US 12,229,673 B2
Sparsity-aware datastore for inference processing in deep neural network architectures
Deepak Mathaikutty, Chandler, AZ (US); Arnab Raha, Santa Clara, CA (US); Raymond Sung, San Francisco, CA (US); Debabrata Mohapatra, Santa Clara, CA (US); and Cormac Brick, San Francisco, CA (US)
Assigned to Intel Corporation, Santa Clara, CA (US)
Filed by Intel Corporation, Santa Clara, CA (US)
Filed on Nov. 11, 2021, as Appl. No. 17/524,333.
Prior Publication US 2022/0067524 A1, Mar. 3, 2022
Int. Cl. H03M 7/00 (2006.01); G06N 3/08 (2023.01); G06N 5/04 (2023.01); H03M 7/30 (2006.01)
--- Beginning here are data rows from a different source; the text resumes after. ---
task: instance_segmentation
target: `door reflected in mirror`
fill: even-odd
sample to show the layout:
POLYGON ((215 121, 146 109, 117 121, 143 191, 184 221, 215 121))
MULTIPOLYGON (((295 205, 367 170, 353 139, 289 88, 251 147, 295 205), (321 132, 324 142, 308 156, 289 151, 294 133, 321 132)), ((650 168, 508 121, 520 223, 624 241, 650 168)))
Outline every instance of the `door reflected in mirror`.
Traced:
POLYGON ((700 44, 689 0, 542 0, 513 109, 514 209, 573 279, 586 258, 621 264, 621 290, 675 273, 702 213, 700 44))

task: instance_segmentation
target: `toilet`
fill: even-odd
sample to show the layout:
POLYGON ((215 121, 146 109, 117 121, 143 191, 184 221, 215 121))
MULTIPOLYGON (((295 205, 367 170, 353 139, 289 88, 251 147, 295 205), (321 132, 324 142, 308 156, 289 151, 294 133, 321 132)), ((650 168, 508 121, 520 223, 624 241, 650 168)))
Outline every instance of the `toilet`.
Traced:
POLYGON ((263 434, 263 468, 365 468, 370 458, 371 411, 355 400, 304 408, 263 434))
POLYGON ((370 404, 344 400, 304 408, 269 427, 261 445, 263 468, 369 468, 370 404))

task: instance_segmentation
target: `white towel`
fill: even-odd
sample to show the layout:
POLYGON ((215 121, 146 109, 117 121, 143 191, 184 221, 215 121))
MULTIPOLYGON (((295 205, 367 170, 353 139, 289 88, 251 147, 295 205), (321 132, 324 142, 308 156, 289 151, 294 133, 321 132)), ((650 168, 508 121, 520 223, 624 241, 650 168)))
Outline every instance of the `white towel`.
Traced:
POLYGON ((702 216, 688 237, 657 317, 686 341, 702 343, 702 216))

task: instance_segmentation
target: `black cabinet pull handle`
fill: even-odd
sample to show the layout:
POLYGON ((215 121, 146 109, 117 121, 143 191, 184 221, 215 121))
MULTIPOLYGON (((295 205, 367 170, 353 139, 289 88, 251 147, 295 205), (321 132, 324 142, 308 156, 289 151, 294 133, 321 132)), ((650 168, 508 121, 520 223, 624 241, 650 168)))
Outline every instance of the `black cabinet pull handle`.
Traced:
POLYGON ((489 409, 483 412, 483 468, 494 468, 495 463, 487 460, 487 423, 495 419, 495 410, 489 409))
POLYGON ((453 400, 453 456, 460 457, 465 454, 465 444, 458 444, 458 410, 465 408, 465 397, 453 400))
CPC G06N 3/08 (2013.01) [G06N 5/04 (2013.01); H03M 7/6005 (2013.01)] 25 Claims
OG exemplary drawing
 
1. A computing system comprising:
a plurality of processing elements;
a memory to store compressed data associated with a plurality of tensors and a sparsity bitmap, wherein the compressed data is to be in a compressed format; and
a decode buffer that includes logic implemented at least partly in one or more of configurable or fixed-functionality hardware, the logic to:
prefetch the compressed data from the memory;
align the compressed data with the sparsity bitmap to generate decoded data; and
provide the decoded data to the plurality of processing elements.